The Coming Cave-In on Medicaid


Mike King headshot 2This blog is hosted by the author of “A Spirit of Charity: Restoring the Bond between America and Its Public Hospitals,” available on Amazon. com and Seattle Books.

From Mike King

If you want to handicap what kind of Medicaid expansion Georgia and other Southern states that have thus far obstructed Obamacare’s efforts to reach more of the poor and uninsured will eventually embrace, Kentucky is a good place to watch.

The Bluegrass state was, until this year, the very model of how Obamacare and the Medicaid expansion contained within it has significantly reduced the number of people without insurance. Yet last November, voters elected  new Republican governor who campaigned to end the expansion and the state’s highly successful health insurance exchange. Not surprisingly, upon taking office, he began to reconsider both promises, realizing the amount of money the state would lose.  Moreover, it could have dawned on him that his promise put 400,000 or so Kentuckians back into the ranks of the uninsured, jeopardizing their health and turning their care over almost exclusively to the state’s public hospitals who will have no recourse other than to try to recoup their losses by raising local taxes or their charges to privately-insured patients.

So the new governor, Matt Bevin, has spent the first six months in office trying to fashion an alternative to the Medicaid plan now in place in Kentucky. He wants to seek a waiver from the federal government that creates a new set of rules for who qualifies for Medicaid and what is expected of them. Those new provisions are straight out of the Medicaid-is-a-Welfare-Program playbook, popular among Republican office holders in the South. It would, among other things, require new Medicaid enrollees to work, or be seeking jobs, or volunteer opportunities in order to qualify for coverage. It would also charge them premiums and deny coverage for six months, and require re-enrollment, if they fell behind on their premium payments.

Sound familiar? Republicans in the South have over the years conditioned many social welfare programs — from unemployment to food stamps to temporary assistance for needy families — on such moral hazard principles. It’s not a new thing. It goes back decades. As A Spirit of Charity details, in the post-New Deal era, Southern politicians looking to roll back some of FDR’s most successful programs, lobbied long and hard for allowing the states to set the rules for who gets government assistance and when. In those days, race played a significant role in the decision making. (A good argument could be made that it still does in some places.) But the basic premise — that able bodied Americans should work and save money and provide for themselves and not be dependent on the government — still holds for many political leaders in the South. When Medicaid was created as a health care program for the poor in 1965, the states were given considerable leeway in deciding who qualified for it and how much they would pay doctors and hospitals who provided care to them. The 2012 Supreme Court decision that made Obamacare’s Medicaid expansion an option for the states reinforced that when it comes to care for the poor the states still have a lot of say.

But the prospect of losing billions of dollars in federal funding for Medicaid expansion is simply too much to ignore, especially now as the Obama administration draws to a close and the political value of mindless bashing of anything connected to Obamacare is fading fast. Even in Georgia, where obstruction of Obamacare has been an organization principle of Republican politics, the tide is turning.

So be on the lookout for workfare/healthcare demands on new enrollees if Georgia and other southern states start creating new Medicaid expansion plans. Look, as well, for premium-sharing plans so that the poor will have to pay something to get coverage. (And yes, it’s not a stretch in this region of the country for our political leaders to demand drug testing for adult Medicaid enrollees.)

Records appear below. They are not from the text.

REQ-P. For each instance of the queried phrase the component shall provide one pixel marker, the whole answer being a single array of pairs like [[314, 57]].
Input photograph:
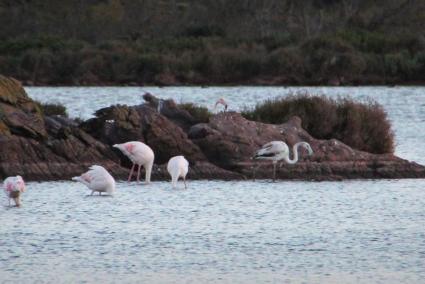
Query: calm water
[[227, 232]]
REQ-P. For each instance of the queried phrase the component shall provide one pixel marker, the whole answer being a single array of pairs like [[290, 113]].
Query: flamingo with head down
[[140, 154], [177, 167], [14, 187], [278, 150], [97, 178]]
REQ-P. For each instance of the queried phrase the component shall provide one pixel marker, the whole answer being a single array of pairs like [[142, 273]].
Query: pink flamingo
[[177, 167], [13, 187], [140, 154], [97, 178]]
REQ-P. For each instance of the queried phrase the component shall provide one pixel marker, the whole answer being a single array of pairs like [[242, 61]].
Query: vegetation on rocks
[[361, 125]]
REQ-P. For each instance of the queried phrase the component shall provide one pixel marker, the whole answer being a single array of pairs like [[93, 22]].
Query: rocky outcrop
[[42, 147], [230, 140]]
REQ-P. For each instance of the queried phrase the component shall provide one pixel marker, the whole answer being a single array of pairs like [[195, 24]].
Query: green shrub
[[363, 126], [49, 109], [200, 113]]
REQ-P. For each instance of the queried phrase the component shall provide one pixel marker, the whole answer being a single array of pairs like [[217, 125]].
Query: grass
[[361, 125]]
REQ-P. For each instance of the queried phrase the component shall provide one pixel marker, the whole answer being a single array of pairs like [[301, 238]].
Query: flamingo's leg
[[138, 173], [254, 170], [131, 172]]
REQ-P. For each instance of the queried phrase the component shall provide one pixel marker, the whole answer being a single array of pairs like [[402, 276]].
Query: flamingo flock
[[98, 179]]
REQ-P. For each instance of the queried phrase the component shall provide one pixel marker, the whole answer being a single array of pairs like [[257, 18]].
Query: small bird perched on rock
[[221, 101], [177, 167], [14, 187], [97, 178]]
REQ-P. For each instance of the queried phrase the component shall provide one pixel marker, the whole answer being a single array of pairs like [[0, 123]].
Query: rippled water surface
[[218, 231], [226, 232]]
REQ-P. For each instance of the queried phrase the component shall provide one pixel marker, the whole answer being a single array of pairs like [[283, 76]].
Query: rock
[[18, 113], [170, 110], [44, 148], [118, 124]]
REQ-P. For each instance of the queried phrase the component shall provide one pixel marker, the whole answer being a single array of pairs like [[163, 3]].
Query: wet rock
[[53, 147], [44, 148], [118, 124]]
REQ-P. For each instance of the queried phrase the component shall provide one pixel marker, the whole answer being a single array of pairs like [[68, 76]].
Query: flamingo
[[178, 166], [97, 178], [13, 187], [279, 150], [139, 153], [221, 101]]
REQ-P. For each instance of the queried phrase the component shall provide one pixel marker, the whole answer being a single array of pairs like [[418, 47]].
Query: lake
[[358, 231]]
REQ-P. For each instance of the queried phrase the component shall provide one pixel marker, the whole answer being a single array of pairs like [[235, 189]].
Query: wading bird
[[14, 187], [140, 154], [278, 150], [97, 178], [178, 166], [221, 101]]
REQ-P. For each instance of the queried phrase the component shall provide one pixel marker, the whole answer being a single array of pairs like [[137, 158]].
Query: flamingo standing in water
[[279, 150], [97, 178], [139, 153], [221, 101], [177, 167], [13, 187]]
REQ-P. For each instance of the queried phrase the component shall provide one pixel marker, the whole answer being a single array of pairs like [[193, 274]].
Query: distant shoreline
[[413, 84]]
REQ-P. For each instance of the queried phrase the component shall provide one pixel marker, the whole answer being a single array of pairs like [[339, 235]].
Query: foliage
[[49, 109], [363, 126], [212, 42]]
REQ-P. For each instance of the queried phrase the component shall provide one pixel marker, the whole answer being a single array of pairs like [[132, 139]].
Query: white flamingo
[[14, 187], [221, 101], [178, 166], [97, 178], [279, 150], [140, 154]]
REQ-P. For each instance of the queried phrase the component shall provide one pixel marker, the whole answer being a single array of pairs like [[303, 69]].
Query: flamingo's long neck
[[148, 169], [295, 158]]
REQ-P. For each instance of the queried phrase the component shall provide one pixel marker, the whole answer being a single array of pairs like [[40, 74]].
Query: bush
[[363, 126], [52, 109], [201, 114]]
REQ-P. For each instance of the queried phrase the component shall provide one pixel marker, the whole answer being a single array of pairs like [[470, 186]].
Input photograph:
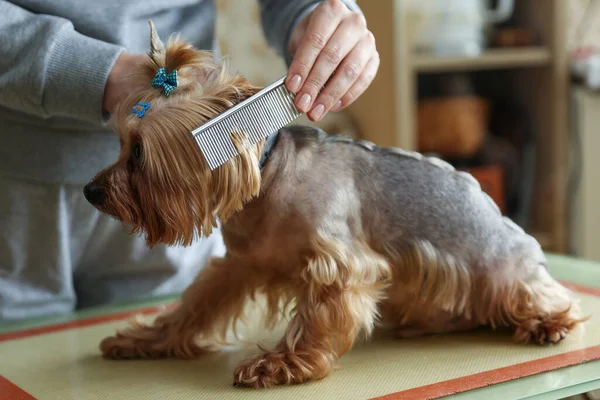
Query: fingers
[[348, 72], [322, 25], [341, 43], [360, 85]]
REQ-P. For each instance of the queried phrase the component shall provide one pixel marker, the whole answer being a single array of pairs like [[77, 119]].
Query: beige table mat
[[63, 362]]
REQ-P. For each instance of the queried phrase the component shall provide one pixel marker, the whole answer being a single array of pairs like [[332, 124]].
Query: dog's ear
[[156, 45]]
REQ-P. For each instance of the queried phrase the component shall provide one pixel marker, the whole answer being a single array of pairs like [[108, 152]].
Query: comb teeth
[[258, 116]]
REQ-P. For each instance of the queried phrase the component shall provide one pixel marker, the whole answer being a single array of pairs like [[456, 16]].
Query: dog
[[346, 235]]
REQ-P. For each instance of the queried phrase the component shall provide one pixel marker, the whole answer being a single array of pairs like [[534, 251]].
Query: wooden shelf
[[491, 59]]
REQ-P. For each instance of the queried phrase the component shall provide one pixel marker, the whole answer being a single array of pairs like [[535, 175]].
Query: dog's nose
[[94, 193]]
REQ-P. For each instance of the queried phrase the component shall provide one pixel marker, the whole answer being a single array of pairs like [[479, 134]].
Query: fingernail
[[304, 102], [317, 112], [295, 83]]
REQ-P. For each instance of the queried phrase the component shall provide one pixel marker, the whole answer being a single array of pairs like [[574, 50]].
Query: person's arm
[[47, 68], [322, 42], [280, 17]]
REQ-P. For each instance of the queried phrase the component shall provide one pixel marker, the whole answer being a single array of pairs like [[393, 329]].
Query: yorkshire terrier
[[349, 234]]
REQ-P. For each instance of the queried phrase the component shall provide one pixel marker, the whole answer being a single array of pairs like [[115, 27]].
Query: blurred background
[[505, 89]]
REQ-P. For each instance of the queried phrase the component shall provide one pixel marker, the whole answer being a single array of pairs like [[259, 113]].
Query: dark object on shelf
[[451, 119], [453, 126], [491, 178], [510, 145], [513, 37]]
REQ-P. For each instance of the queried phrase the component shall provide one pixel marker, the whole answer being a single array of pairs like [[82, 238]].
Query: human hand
[[331, 38], [117, 87]]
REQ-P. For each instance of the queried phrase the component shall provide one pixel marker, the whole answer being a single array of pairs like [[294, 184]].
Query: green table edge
[[555, 384]]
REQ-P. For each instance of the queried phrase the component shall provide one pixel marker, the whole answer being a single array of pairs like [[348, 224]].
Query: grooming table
[[59, 359]]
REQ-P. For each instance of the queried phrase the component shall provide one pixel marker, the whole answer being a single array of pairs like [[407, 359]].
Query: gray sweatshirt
[[55, 56]]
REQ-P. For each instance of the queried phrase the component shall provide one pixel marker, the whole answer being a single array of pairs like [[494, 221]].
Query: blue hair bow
[[140, 109], [164, 81]]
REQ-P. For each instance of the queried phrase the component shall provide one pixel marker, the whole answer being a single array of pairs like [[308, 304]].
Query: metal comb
[[258, 116]]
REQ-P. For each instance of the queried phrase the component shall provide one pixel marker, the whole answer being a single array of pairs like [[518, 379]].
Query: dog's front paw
[[548, 330], [148, 342], [268, 370]]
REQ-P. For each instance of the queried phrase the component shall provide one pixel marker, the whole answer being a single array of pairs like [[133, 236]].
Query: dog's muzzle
[[94, 193]]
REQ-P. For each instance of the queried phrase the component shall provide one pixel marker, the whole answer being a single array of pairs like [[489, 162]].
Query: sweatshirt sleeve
[[280, 17], [47, 68]]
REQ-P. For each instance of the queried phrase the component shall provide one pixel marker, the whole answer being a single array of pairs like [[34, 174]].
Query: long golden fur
[[304, 234]]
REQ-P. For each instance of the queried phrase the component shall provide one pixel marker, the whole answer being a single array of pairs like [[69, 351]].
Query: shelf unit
[[385, 113]]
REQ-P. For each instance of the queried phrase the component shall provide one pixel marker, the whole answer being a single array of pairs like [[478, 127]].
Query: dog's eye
[[137, 151]]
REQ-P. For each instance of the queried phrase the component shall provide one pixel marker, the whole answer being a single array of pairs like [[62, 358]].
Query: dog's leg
[[208, 306], [337, 302], [538, 308]]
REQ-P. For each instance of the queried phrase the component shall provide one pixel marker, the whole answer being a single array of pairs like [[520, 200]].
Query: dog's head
[[160, 183]]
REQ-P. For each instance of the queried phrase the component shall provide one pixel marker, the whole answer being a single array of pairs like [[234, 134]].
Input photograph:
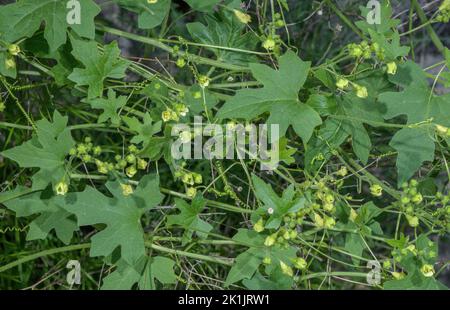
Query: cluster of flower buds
[[344, 84], [13, 50], [444, 12], [174, 114]]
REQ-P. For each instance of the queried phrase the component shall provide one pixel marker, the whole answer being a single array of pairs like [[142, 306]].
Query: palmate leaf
[[202, 5], [4, 70], [415, 144], [189, 218], [279, 97], [23, 19], [145, 130], [248, 262], [51, 216], [415, 280], [150, 14], [121, 214], [280, 205], [109, 106], [144, 272], [226, 31], [445, 75], [46, 150], [392, 48], [97, 66]]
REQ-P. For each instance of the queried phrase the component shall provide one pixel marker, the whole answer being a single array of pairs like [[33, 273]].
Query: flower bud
[[427, 270], [242, 17], [361, 91], [126, 189], [268, 44], [181, 62], [376, 190], [342, 83], [61, 188], [270, 240], [413, 221], [300, 263], [259, 226], [142, 164], [191, 192], [203, 81], [14, 49], [286, 269], [391, 68], [131, 171]]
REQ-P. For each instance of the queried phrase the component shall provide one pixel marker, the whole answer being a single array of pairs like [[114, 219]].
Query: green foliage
[[88, 131]]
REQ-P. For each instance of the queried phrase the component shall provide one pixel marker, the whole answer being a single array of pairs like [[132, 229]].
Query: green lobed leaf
[[279, 97]]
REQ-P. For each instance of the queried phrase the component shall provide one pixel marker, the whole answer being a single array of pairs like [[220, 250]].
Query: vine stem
[[34, 256], [158, 44], [76, 247], [211, 203], [423, 18]]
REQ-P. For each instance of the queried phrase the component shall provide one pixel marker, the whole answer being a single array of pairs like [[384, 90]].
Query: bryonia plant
[[359, 199]]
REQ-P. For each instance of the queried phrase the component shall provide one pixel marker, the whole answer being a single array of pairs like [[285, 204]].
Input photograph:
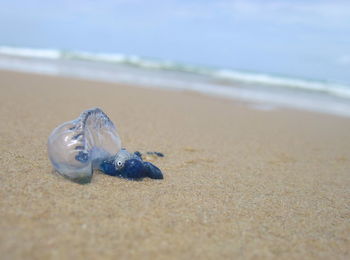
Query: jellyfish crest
[[75, 147]]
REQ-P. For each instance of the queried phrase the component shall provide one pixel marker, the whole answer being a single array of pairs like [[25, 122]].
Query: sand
[[239, 183]]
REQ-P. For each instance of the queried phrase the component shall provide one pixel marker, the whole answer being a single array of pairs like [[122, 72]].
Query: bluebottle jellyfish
[[76, 148]]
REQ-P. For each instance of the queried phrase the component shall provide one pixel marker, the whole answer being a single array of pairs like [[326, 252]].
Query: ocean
[[261, 90]]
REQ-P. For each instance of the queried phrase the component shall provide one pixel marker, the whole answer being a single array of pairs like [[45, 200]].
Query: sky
[[309, 38]]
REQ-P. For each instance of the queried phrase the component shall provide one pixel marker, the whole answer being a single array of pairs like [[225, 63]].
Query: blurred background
[[271, 51]]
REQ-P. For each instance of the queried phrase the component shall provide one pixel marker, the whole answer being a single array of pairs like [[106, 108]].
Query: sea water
[[261, 90]]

The question then becomes, will these requirements pass muster with the Obama administration, or a Democrat in the Oval Office in January of 2017?

The answer, more than likely, is hell-to-the-no.

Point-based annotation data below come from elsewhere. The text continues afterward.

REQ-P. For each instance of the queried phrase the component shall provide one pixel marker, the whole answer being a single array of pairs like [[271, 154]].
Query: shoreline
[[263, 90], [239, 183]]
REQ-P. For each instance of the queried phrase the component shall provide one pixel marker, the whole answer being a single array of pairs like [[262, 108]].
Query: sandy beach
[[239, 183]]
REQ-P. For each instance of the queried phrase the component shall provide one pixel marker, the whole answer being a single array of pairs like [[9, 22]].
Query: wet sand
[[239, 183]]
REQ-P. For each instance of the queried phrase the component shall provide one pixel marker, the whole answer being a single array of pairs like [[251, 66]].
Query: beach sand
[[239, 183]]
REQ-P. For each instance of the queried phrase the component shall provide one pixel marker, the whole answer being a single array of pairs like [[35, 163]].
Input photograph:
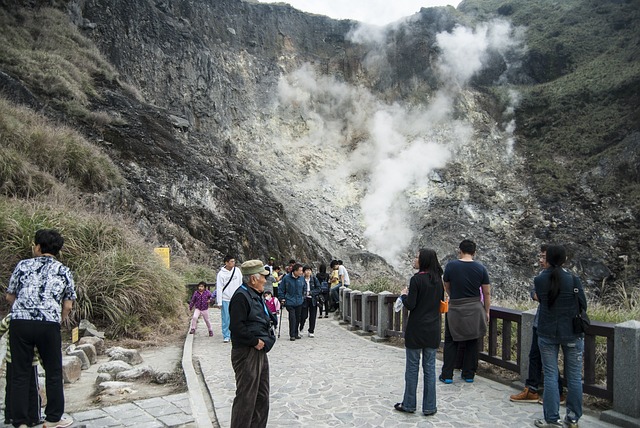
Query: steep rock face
[[234, 73]]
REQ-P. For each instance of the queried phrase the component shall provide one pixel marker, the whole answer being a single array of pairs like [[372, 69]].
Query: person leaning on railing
[[555, 287]]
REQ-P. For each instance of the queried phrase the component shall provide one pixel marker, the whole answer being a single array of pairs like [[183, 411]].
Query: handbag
[[581, 321], [444, 304]]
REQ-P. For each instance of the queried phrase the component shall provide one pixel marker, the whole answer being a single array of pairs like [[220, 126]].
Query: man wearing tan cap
[[251, 338]]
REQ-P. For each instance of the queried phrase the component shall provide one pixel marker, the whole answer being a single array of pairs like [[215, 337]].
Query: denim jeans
[[429, 380], [572, 351], [226, 334], [535, 366]]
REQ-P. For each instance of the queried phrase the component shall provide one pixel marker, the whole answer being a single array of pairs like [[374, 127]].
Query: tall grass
[[34, 154], [120, 284], [43, 49]]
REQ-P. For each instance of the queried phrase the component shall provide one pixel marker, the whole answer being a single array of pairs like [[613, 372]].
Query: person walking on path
[[35, 415], [310, 304], [335, 284], [227, 282], [561, 297], [272, 303], [530, 393], [467, 319], [291, 292], [252, 336], [323, 298], [422, 334], [200, 301], [41, 294]]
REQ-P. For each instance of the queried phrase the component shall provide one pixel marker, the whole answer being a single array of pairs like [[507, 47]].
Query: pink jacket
[[273, 305]]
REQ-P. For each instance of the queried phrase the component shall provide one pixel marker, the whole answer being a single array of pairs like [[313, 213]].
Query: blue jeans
[[572, 351], [411, 379], [226, 334], [535, 366]]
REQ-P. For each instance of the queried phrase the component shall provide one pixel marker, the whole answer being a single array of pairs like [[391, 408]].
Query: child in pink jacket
[[200, 301], [272, 303]]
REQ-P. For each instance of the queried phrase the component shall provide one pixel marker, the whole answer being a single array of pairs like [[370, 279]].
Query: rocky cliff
[[262, 130]]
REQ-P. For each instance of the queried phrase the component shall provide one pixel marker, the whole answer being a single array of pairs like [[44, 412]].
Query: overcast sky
[[377, 12]]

Medicaid is not a welfare program. Placing work and earnings requirements on enrollees destroys the purpose for its existence. Decades of trying to do just that have demonstrably resulted in millions of Americans unable to afford health care access. There is no science to show that demanding such requirements will succeed in moving the poor from Medicaid to private insurance. Recent history has proven quite the opposite. As more and more employers ditch coverage, especially to part-time workers like those who make too much now for Medicaid, the need to be covered by a government plan has become more acute, not less.

This is not to say that a take-it-or-leave-it approach to Medicaid as we know it now is good public policy either. The program has its flaws and needs serious reconsideration. States that want to seek waivers trying to find better systems of health care delivery — the use of medical homes, telemedicine, nurse practitioners, physician assistants and other allied health professionals where there are shortages of primary care doctors — should (and have been) encouraged. Put those ideas and others in a waiver application and they will get a fair hearing.

No one disagrees that there is a huge need to make Medicaid a better, more effective program. Doing so will bring this country closer to the goal of joining the rest of the economically developed world when it comes to guaranteeing health care for all its citizens. But if your state’s waiver plan is premised on the notion that the poor are the problem and they should be paying more for their care, then you are about 50 years too late to the debate. You’ll need a better plan than that.